A cable reel is a round, drum-shaped object such as a spool used to carry various types of electrical wires. Cable reels, which can also be termed as drums, have been used for many years to transport electric cables, fiber optic cables and wire products. Cable reels usually come in four different types, each with their own uses: wood, plywood, plastic and steel.

==Wooden drums==
Wooden drums come in three different varieties: steel-tyred for multiple use, export for sending abroad, and one-way drums for single trip use. Wooden drums can carry heavy loads and are constructed in resinous wood.

Discarded wooden reels can often be obtained cheaply and are, owing to their shape, commonly used as furniture (usually coffee tables) for college students and others seeking inexpensive furnishings.

==Plywood drums/reels==
Plywood reels are used for transporting lighter loads and are a cheaper alternative to other types of drums, used extensively in the building industry and by commercial electricians.

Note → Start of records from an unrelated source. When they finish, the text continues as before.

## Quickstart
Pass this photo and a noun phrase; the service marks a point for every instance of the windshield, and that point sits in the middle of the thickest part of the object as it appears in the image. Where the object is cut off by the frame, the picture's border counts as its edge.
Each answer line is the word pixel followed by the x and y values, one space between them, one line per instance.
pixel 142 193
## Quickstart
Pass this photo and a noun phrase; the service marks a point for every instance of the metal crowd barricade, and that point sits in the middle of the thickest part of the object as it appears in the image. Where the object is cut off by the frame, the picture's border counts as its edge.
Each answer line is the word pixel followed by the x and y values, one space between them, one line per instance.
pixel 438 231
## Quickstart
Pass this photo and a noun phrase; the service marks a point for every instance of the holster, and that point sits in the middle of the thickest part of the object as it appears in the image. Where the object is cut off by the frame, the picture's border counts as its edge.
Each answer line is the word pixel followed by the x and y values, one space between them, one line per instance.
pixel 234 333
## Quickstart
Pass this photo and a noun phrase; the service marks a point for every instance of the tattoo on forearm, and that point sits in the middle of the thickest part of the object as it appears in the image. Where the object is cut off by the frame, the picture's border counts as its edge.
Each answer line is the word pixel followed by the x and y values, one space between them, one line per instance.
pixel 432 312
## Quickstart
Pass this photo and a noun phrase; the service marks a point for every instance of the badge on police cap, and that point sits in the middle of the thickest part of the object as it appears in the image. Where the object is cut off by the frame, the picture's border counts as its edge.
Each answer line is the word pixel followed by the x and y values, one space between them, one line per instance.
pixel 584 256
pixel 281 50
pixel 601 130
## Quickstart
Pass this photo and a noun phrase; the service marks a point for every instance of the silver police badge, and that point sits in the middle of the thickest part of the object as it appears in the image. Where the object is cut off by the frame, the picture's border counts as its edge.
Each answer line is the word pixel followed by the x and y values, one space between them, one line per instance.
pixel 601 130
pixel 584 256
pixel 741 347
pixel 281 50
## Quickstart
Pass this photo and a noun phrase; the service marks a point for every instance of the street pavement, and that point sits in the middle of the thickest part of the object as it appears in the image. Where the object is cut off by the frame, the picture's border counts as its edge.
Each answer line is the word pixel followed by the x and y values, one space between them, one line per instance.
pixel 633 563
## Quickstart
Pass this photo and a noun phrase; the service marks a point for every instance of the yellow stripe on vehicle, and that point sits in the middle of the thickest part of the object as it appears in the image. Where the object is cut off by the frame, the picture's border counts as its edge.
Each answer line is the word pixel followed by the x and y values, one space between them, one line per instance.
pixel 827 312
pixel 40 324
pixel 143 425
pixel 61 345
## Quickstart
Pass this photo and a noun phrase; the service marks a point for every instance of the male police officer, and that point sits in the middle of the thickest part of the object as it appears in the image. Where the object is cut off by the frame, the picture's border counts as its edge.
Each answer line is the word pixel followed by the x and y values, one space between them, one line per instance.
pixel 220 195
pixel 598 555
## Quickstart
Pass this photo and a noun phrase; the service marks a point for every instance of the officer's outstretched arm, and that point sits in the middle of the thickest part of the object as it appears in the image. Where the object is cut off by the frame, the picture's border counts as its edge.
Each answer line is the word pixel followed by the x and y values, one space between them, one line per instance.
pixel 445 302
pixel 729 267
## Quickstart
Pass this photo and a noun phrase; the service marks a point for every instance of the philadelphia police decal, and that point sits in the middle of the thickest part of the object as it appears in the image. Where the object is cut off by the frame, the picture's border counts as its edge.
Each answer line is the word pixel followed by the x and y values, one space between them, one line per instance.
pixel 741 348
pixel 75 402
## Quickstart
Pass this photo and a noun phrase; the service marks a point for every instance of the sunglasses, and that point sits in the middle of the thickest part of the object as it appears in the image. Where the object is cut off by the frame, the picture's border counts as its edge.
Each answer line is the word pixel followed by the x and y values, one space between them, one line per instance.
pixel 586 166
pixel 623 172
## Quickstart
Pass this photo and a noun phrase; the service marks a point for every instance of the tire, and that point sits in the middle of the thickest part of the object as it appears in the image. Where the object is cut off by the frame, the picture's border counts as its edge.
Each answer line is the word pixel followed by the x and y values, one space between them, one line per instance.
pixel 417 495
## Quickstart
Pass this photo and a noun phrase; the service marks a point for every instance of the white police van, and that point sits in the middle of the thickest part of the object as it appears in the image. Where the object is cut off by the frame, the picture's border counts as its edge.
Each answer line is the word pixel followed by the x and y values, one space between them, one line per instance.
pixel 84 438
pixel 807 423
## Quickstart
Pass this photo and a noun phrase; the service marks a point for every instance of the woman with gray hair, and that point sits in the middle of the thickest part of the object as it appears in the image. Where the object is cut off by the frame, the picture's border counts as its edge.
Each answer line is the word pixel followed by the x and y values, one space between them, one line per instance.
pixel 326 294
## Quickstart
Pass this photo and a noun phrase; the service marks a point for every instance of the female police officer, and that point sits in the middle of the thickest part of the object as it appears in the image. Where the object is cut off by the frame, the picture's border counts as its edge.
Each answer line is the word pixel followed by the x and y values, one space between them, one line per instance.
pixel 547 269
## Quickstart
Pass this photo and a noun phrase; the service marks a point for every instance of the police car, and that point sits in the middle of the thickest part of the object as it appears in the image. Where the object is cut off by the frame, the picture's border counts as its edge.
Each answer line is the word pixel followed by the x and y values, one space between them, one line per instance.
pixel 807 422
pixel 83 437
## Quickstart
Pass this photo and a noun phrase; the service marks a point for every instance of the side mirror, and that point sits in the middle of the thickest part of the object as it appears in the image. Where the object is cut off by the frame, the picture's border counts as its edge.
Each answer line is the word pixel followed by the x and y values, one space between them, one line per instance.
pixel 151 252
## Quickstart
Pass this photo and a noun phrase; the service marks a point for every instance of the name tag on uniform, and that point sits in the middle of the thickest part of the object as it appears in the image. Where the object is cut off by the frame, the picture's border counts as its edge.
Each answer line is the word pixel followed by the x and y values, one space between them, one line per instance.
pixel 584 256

Often made of birch or poplar ply, they are both strong and light-weight. In normal situations, plywood reels are used only once and then destroyed.

==Plastic drums/reels==
Often manufactured from recycled plastic, these reels are environmentally friendly and used for lighter weight cables.

==Steel drums/reels==
Nowadays the steel drums have replaced the orthodox wooden drums in the cable and wire industry, but mainly in the offshore industry. Steel drums are normally welded as a fixed drum, but collapsible steel drums also exist. The steel reels/drums are manufactured in an eco-friendly manner and are more durable than wooden drums, but at a significantly higher cost. These steel reels are not as easily stolen. The offshore industry today prefers steel reels/drums instead of wooden, plywood or plastic reels/drums, but the traditional land based industry prefers wooden drums due to their lower cost. The steel reels can be loaded with different ranges of cables and wires from the most heavy cables to the lightest wires.

==Retractable cable reels==
Certain cable reels are built with a retracting mechanism built in. In most cases, the cables on these reels carry mains electricity, though a similar mechanism is used for air hoses. Retractable cable reels are particularly useful for environments where access to electricity or air is needed in a wide variety of places. All retractable hose reels operate using a constant-force spring to provide torsion for the spool, and a ratcheting mechanism to prevent the cable from retracting while it is being used.